The buff-banded tyrannulet is about 11 cm long and weighs 10 to 11 g. The sexes have the same plumage. Adults have a medium gray crown. They have a thin white supercilium and a faint blackish stripe through the eye on an otherwise whitish face. Their upperparts are mostly greenish olive with an ochraceous olive rump and uppertail coverts. Their wings are dusky with pale buffy yellow edges on the flight feathers. Their wing coverts have pale buff tips that show as two bars on the closed wing. Their tail is dusky olive. Their throat is grayish white, their breast and sides grayish white with a darker but faint grayish wash, and their belly and undertail coverts yellowish white. Both sexes of have a brown iris, a thin and pointed black bill, and medium gray legs and feet.

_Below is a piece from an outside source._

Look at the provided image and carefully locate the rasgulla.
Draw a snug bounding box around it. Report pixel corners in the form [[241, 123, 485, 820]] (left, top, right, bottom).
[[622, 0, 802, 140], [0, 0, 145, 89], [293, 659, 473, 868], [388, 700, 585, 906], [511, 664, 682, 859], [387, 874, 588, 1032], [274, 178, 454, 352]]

==Distribution and habitat==

The buff-banded tyrannulet is found from northern Puno Department in southeastern Peru south through Bolivia into northwestern Argentina's Jujuy Province. It inhabits humid montane evergreen forest in the subtropical zone, especially cloudforest with much moss, and also Podocarpus forest. In elevation it occurs between 1100 and 2600 m in Bolivia and between 1500 and 2300 m in Argentina.

==Behavior==
===Movement===

The buff-banded tyrannulet is believed to be a year-round resident throughout its range though it might be only a non-breeding migrant in Peru.

===Feeding===

The buff-banded tyrannulet's diet has not been detailed. It usually forages singly and often joins mixed-species feeding flocks. It forages mostly in the forest's mid-story to the canopy. It takes most of its food by gleaning from leaves and twigs while perched, though it occasionally makes short upward flights to briefly hover.

===Breeding===

A juvenile buff-banded tyrannulet was recorded in May in Bolivia. Nothing else is known about the species' breeding biology.

===Vocalization===

The buff-banded tyrannulet's call is "a plaintive, slightly falling pseee or psee-psee-psee" with two to five notes.

==Status==

The IUCN has assessed the buff-banded tyrannulet as being of Least Concern. It has a large range; its population size is not known and is believed to be stable. No immediate threats have been identified. It is considered rare in Peru, as either a resident or migrant, and uncommon in Bolivia and Argentina. It occurs in every protected area within its Bolivian and Argentinian range.